Most of the AI tools employees reach for first are the free or low-cost consumer versions of popular chatbots. These public-facing platforms are hosted on someone else's servers, operated under someone else's terms of service, and built for a general audience, not for a business with specific security, privacy, or compliance requirements. When an employee uses one of these tools to help draft a client proposal, summarize a contract, or answer a question using internal data, that data leaves your environment. Where it goes next, and what happens to it, is largely outside your control.
So, what does "Raw AI" access actually mean for your data?
When someone on your team uses a consumer-facing AI tool without guardrails, a few things happen that most business owners don't fully appreciate.
First, depending on the platform's data retention and training policies, inputs submitted by users may be logged, stored, or to improve the underlying model. Even where opt-out options exist, the default settings often favor data retention. Second, there is no role-based access control applied to what an employee can ask the model. A junior staff member can query the same interface with the same level of access as an executive. Third, your organization has no audit trail. You cannot prove what data was submitted, by whom, or when.
Platforms like Hatz AI sit between your users and the underlying AI model, applying a security and governance layer that raw model access simply does not provide. Think of it less as a different AI and more as a managed, policy-enforced gateway to AI. At a practical level, that means data isolation, access controls, audit logging policy enforcement, and private deployment options.
Which Businesses Are Most Exposed?
In practice, any organization handling sensitive data is taking on risk by deploying AI without a governance layer. But certain industries face significantly higher exposure.
Healthcare and behavioral health providers operating under HIPAA cannot afford ambiguity about where protected health information (PHI) goes. Submitting patient data to an unmanaged AI tool is a potential HIPAA violation, regardless of whether a breach ever occurs.
Defense contractors and manufacturers pursuing or maintaining CMMC (Cybersecurity Maturity Model Certification) compliance must demonstrate tight control over Controlled Unclassified Information (CUI). AI tools that lack audit trails and data isolation controls are fundamentally incompatible with CMMC requirements.
Legal and financial services firms often handle information subject to confidentiality agreements, attorney-client privilege, or SEC/FINRA recordkeeping rules. Feeding that data into a public AI model — even with good intentions — creates liability exposure that no NDA can remediate after the fact.
Small and mid-sized businesses may assume they are too small to need enterprise-grade controls, but that assumption is exactly what makes them vulnerable. SMBs are far less likely to have formal AI acceptable use policies, far less likely to be monitoring employee AI usage, and far more likely to be using free-tier or consumer AI tools where data protections are weakest.

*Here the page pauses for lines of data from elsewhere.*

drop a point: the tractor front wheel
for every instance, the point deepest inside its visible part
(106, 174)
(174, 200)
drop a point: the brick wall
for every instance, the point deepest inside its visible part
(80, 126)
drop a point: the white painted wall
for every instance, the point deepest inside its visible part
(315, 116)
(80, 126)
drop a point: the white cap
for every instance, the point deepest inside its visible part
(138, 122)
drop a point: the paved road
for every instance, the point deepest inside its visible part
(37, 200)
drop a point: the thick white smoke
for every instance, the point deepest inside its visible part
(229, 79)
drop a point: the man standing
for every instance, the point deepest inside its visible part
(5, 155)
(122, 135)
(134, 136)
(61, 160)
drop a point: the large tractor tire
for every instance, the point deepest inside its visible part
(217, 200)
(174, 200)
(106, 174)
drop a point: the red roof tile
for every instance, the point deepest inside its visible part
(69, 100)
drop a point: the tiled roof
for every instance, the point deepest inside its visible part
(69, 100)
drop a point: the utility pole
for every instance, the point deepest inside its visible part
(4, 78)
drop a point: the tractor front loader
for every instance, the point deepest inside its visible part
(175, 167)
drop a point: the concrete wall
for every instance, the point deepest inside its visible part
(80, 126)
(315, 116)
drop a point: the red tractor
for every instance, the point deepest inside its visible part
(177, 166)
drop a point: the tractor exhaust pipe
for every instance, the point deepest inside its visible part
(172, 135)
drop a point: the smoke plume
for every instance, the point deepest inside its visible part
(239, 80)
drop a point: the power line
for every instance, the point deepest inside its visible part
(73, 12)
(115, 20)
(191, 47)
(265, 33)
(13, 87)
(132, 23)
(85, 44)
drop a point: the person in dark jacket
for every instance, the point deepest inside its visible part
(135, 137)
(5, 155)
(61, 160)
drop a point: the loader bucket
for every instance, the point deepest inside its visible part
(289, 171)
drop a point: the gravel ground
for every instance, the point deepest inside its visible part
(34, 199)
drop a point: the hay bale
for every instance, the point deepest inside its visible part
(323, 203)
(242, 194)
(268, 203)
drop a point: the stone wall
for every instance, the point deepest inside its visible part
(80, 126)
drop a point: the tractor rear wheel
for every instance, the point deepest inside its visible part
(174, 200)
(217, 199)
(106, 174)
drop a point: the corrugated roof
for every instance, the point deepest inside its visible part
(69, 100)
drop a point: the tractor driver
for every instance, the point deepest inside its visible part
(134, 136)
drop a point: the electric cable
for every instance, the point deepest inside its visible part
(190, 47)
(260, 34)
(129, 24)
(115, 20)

What's the cost of getting this wrong?
A single HIPAA breach notification event can cost a healthcare organization between $100 and $50,000 per record depending on the level of negligence, with annual caps exceeding $1.9 million per violation category. CMMC non-compliance can disqualify a contractor from federal work entirely. Beyond regulatory penalties, the reputational damage from a client discovering that their confidential information was submitted to a third-party AI platform without their knowledge.
Even outside regulated industries, the cost of an undocumented AI-related data exposure is rising. Cyber insurance underwriters are increasingly asking about AI governance policies during renewal assessments. Organizations without documented controls are seeing higher premiums or coverage exclusions tied specifically to AI-related incidents.
Enterprise AI platforms like Hatz AI are not a luxury for large enterprises. For any business operating in a regulated industry, handling client data, or subject to contractual confidentiality requirements, a security layer between your workforce and raw AI models is a baseline control like a firewall or endpoint protection.